One option is for a business to issue a corporate bond. A bond is different from a loan in that the bondholder is paid only interest from the business for the term of the bond. At the end of the term the bond’s principle is returned and the transaction ends. Bonds are most appropriate when there is a lag between investment and payment.
When one of my service businesses was relatively small we were awarded a one year contract worth about one hundred thousand dollars ($100,000) per month in billings. Being a service-based business we would work a month, submit an invoice, and then have to wait another forty-five days to get paid. Therefore, the business had about ten weeks of expenses before it received the first payment from the customer. When the project ended and there were no more expenses there were still ten weeks of accounts receivable A/R. A bond could be used to fill the A/R pipeline. Interest could be paid while the money was in use. Then, when the project was over, the income with no expenses could be used to repay the principle.
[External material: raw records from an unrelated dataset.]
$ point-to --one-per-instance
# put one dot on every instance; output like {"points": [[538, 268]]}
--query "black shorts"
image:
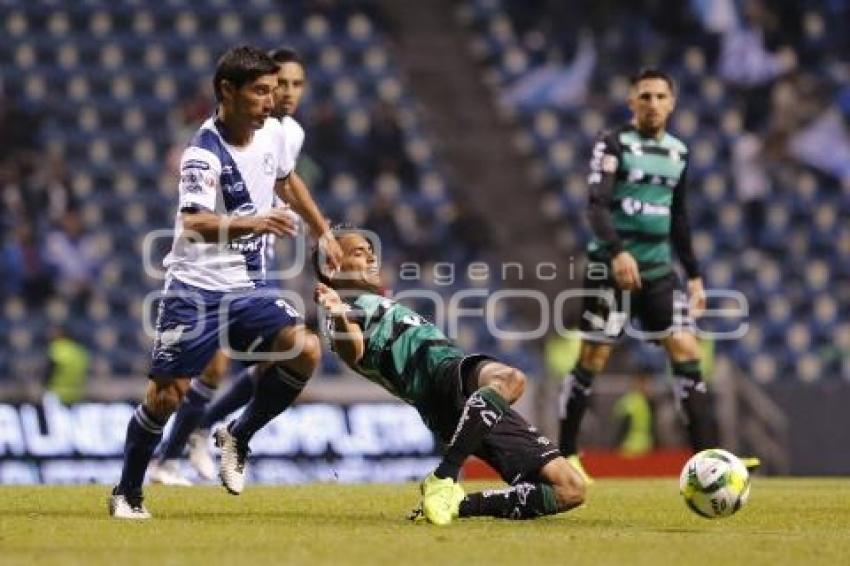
{"points": [[659, 306], [514, 448]]}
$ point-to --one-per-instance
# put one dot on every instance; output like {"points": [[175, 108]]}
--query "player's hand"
{"points": [[626, 272], [331, 252], [329, 299], [278, 221], [696, 297]]}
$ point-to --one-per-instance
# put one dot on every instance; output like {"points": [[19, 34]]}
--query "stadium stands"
{"points": [[785, 244], [118, 88]]}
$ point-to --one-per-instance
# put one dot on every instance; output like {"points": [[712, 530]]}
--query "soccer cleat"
{"points": [[417, 515], [234, 456], [440, 499], [575, 462], [127, 506], [199, 455], [167, 472]]}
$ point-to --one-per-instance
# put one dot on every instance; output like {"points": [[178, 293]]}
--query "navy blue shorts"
{"points": [[193, 323]]}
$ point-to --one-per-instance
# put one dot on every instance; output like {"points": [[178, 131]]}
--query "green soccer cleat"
{"points": [[441, 499], [575, 462]]}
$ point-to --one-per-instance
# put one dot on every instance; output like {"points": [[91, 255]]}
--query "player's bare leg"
{"points": [[278, 386], [164, 469], [575, 398], [559, 488], [144, 432]]}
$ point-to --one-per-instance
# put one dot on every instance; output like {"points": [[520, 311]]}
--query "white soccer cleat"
{"points": [[199, 455], [127, 507], [167, 472], [233, 463]]}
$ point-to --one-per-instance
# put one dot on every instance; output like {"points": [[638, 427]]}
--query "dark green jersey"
{"points": [[402, 349], [637, 201]]}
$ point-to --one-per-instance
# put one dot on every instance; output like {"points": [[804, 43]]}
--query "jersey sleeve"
{"points": [[290, 139], [604, 165], [200, 172], [680, 229]]}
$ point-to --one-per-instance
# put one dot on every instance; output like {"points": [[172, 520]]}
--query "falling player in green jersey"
{"points": [[637, 212], [464, 399]]}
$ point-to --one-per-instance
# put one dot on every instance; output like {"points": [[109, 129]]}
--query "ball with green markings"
{"points": [[714, 483]]}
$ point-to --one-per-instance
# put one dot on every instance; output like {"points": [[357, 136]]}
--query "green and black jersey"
{"points": [[637, 201], [403, 351]]}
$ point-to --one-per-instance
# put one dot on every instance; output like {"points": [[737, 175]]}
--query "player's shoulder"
{"points": [[291, 125], [292, 131]]}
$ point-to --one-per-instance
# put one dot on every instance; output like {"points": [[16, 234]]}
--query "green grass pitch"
{"points": [[787, 521]]}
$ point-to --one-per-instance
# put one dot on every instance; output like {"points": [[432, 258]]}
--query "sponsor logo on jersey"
{"points": [[195, 164], [236, 187], [633, 206]]}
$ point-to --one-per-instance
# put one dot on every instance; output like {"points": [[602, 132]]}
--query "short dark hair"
{"points": [[241, 65], [653, 73], [337, 230], [287, 54]]}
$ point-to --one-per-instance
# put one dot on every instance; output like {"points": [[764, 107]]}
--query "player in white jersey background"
{"points": [[215, 293], [194, 418]]}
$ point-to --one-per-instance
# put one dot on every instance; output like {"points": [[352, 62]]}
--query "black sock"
{"points": [[143, 434], [575, 397], [482, 411], [695, 405], [522, 501], [277, 388], [237, 396], [187, 418]]}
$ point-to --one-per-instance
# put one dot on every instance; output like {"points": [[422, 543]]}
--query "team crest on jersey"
{"points": [[609, 164], [195, 164], [268, 164]]}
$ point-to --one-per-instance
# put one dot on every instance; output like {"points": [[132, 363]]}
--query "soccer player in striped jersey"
{"points": [[199, 412], [464, 399], [638, 187], [215, 292]]}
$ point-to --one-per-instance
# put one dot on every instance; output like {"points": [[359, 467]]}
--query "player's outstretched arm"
{"points": [[211, 227], [293, 190], [346, 337]]}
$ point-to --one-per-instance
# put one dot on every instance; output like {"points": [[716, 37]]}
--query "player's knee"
{"points": [[570, 488], [311, 353], [163, 398], [214, 373]]}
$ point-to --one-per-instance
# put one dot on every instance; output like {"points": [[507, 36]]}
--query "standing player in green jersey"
{"points": [[464, 399], [637, 213]]}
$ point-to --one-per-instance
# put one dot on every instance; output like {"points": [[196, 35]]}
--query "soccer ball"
{"points": [[714, 483]]}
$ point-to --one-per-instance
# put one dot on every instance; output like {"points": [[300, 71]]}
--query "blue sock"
{"points": [[237, 396], [277, 388], [187, 418], [143, 434]]}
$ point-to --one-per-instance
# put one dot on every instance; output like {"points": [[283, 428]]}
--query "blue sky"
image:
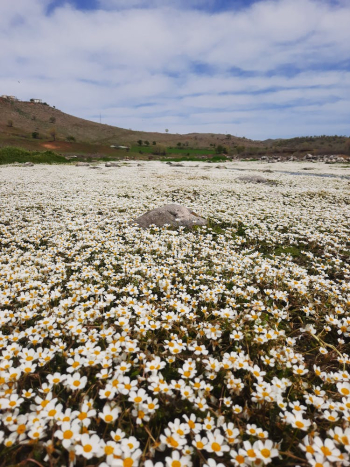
{"points": [[260, 69]]}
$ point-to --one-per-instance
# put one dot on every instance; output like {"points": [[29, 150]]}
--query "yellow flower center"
{"points": [[216, 447]]}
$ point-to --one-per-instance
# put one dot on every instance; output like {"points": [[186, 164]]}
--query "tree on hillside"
{"points": [[53, 133], [221, 149]]}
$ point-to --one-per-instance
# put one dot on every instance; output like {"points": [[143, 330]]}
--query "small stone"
{"points": [[253, 179], [173, 214]]}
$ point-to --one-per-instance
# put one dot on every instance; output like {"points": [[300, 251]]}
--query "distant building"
{"points": [[120, 147], [9, 98]]}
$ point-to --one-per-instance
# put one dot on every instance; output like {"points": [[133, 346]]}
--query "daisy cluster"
{"points": [[225, 345]]}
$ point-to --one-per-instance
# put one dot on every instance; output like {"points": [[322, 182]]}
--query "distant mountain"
{"points": [[40, 126], [29, 117]]}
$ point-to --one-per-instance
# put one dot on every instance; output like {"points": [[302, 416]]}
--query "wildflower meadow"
{"points": [[224, 345]]}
Alternately, business could offer to pay investors a royalty. The difference between a royalty and a stockholders’ distribution is that a stockholders’ distribution is a result of subtracting business expenses from revenue to create profit, which is the source of the distribution. Also, stockholders have a voting voice in the direction of the business.
Stockholders’ distributions are better suited for smart money investors. Royalties are not based on profit, but on gross revenue. Often inventors who license their ideas to manufacture and distribution companies receive royalties since they are not interested in being equity partners.
Profit can be easily be manipulated by a business. Accordingly, some investors, and particularly dumb money investors may prefer to simply be paid a percentage of gross revenue.
Is issuing a corporate bond or making royalty payments an option for you?